I Vow To Thee, My Country is now a patriotic staple of Armistice Day and regularly arouses the ire of milksop Anglican dhimmis such as The Bishop of Hulme, the Rt Rev Stephen Lowe, who:

... said the hymn's popularity was a symptom of a "dangerous" increase in English nationalism which had parallels with the rise of Nazism. Its associations with the British empire were also questionable in a multi-faith, multi-cultural society.
Holst probably wouldn't have approved of the Right Rev Steve either.

And one can imagine knee-jerk feminists might choke on hearing Holst's requirement for performances of The Planets that:

For "Neptune", two three-part women's choruses, located in an adjoining room which is to be screened from the audience, are required.
Why? Not because Holst was a misogynist but because he was a musical visionary:

"Neptune" was the first piece of music to have a fade-out ending. Holst stipulates that the women's choruses are "to be placed in an adjoining room, the door of which is to be left open until the last bar of the piece, when it is to be slowly and silently closed", and that the final bar (scored for choruses alone) is "to be repeated until the sound is lost in the distance".

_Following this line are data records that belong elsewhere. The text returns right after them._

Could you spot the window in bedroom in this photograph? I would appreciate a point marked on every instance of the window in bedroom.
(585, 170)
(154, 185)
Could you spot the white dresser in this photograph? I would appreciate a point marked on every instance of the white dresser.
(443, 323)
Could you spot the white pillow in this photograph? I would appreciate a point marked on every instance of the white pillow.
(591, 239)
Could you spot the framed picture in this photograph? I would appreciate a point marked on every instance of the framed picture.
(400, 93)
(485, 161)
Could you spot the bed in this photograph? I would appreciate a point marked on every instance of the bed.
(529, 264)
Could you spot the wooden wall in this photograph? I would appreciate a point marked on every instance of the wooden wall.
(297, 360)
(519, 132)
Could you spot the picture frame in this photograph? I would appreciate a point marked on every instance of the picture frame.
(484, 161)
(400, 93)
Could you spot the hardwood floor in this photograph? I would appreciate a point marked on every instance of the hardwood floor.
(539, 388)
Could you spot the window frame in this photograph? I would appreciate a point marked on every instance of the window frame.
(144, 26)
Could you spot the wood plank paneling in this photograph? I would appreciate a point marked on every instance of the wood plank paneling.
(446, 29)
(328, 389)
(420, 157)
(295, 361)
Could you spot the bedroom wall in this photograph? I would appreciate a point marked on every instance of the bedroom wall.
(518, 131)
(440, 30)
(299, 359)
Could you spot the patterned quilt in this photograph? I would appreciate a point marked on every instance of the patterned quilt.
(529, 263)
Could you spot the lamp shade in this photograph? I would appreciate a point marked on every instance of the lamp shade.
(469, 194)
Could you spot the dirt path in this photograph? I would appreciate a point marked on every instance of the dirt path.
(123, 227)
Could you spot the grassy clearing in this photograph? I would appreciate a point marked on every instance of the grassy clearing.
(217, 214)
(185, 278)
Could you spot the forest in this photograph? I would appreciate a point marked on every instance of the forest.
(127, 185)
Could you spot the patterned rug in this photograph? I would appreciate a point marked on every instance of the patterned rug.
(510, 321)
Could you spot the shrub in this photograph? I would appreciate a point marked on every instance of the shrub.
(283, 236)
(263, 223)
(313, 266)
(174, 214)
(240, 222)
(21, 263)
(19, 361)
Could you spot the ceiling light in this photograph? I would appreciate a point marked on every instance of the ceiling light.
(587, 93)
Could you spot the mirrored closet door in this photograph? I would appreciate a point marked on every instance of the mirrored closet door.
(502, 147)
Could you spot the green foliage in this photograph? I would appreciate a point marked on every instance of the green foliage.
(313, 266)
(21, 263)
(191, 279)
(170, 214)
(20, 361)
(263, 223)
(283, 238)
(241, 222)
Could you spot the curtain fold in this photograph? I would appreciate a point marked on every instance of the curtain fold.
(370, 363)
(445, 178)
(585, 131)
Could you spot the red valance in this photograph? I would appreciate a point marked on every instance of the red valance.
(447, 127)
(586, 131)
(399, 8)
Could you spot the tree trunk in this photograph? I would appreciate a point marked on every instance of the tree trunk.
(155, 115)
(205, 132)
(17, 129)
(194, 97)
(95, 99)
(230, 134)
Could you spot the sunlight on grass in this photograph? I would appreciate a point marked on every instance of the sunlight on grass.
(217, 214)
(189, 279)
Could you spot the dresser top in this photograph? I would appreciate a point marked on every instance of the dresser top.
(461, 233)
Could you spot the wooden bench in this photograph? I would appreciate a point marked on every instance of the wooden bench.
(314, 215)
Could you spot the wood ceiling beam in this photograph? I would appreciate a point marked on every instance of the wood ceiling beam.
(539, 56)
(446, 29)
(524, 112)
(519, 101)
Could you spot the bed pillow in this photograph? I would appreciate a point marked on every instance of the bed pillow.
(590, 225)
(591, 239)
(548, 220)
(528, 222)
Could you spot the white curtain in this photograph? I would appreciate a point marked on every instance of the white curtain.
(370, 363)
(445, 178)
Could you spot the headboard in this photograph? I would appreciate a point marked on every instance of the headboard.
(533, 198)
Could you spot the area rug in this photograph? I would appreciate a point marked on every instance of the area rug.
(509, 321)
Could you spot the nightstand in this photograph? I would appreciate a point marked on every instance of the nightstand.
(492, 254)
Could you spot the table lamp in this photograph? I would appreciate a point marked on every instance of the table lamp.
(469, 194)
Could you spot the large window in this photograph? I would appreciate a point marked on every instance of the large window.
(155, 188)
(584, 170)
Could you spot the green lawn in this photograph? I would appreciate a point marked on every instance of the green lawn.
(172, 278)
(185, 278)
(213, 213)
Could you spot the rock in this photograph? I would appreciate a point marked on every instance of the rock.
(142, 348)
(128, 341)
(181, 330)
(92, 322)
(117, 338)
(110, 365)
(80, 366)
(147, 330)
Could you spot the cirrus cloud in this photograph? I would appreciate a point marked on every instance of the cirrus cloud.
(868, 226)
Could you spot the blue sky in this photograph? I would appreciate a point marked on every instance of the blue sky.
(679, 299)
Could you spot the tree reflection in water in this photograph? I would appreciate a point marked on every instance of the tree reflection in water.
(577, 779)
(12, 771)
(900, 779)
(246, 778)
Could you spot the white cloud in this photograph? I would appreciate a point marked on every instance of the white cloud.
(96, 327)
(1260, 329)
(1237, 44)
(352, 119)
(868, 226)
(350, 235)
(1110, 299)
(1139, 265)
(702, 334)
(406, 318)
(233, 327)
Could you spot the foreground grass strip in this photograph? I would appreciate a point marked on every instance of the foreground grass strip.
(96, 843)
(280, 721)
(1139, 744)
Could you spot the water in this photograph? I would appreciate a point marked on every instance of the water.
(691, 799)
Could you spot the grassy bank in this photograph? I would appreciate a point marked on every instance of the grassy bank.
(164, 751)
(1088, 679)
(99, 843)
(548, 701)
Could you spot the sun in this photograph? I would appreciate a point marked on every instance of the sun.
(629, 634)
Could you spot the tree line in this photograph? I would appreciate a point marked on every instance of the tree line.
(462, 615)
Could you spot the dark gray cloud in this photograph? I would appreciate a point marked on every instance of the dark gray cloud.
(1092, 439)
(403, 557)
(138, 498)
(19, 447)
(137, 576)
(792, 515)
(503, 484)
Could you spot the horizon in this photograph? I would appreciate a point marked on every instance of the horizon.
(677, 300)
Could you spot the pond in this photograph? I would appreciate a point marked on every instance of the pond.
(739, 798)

Although commonplace today, the effect bewitched audiences in the era before widespread recorded sound - after the initial 1918 run-through, Holst's daughter Imogen (in addition to watching the charwomen dancing in the aisles during "Jupiter") remarked that the ending was "unforgettable, with its hidden chorus of women's voices growing fainter and fainter... until the imagination knew no difference between sound and silence".